For the second time that day the room turned to stare at Qktk, who shrank back and shot a reproachful look at Jesri. “It was all a misunderstanding,” he muttered. “And it wasn’t even close to half. Maybe a fifth.”

Xim Len edged farther away from Qktk, her eyes wide, while Belshi seemed to regard him appreciatively.

“Jim’s teeth,” Qktk swore. “Look, we were only trying to distract them-”

“Is that why Tarl’s soldiers call you the Demon of Ysl?”, Manifold asked. “I heard a couple of them talking.”

“Hrmph,” Belshi said contemplatively. “I’ve heard the name ‘Thousand-Eyed Nightmare’ used here and there.
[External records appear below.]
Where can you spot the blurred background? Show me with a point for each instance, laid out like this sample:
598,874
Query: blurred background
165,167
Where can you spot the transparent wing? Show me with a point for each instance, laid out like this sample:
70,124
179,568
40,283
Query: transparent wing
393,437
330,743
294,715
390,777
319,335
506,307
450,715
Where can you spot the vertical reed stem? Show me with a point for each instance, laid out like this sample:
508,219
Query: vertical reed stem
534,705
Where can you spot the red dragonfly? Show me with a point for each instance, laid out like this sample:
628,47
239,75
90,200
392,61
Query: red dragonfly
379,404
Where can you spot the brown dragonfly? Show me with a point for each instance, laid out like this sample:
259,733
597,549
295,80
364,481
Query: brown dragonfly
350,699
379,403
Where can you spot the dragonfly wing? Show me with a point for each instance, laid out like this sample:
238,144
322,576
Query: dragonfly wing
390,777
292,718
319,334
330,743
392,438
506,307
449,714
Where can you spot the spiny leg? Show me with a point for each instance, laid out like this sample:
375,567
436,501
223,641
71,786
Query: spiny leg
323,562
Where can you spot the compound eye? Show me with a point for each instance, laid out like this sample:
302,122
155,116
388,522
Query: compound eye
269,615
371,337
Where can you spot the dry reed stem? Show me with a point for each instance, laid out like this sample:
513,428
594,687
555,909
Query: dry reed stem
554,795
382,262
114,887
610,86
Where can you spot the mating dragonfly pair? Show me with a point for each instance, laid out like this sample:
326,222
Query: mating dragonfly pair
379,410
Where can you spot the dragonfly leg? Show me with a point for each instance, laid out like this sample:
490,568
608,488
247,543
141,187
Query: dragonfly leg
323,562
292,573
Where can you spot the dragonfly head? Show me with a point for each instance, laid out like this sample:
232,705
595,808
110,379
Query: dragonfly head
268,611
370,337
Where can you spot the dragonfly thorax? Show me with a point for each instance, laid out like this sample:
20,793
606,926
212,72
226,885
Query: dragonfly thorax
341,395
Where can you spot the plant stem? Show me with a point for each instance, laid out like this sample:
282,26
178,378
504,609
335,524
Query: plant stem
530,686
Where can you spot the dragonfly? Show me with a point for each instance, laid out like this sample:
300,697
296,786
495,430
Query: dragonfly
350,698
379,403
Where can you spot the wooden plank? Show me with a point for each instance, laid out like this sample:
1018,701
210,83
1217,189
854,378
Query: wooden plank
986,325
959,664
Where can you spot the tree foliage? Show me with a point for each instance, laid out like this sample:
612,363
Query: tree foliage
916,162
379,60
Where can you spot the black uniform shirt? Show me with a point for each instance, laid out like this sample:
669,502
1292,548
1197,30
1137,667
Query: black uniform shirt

I had assumed they were simply being xenophobic barbarians.”

“Now that’s just ridiculous,” scoffed Qktk. “Even counting minor eyes-”

“Just roll with it, Kick,” Jesri advised, sitting back in her chair with a grin. “You’re lizard-famous. They don’t give a scaly yellow crap how many eyes you have.”

Qktk looked around the room, his decidedly-fewer-than-a-thousand eyes moving from the bewildered and discomfited faces of the guild leaders to Jesri’s self-satisfied grin.

He sighed. This was what he got for picking up passengers.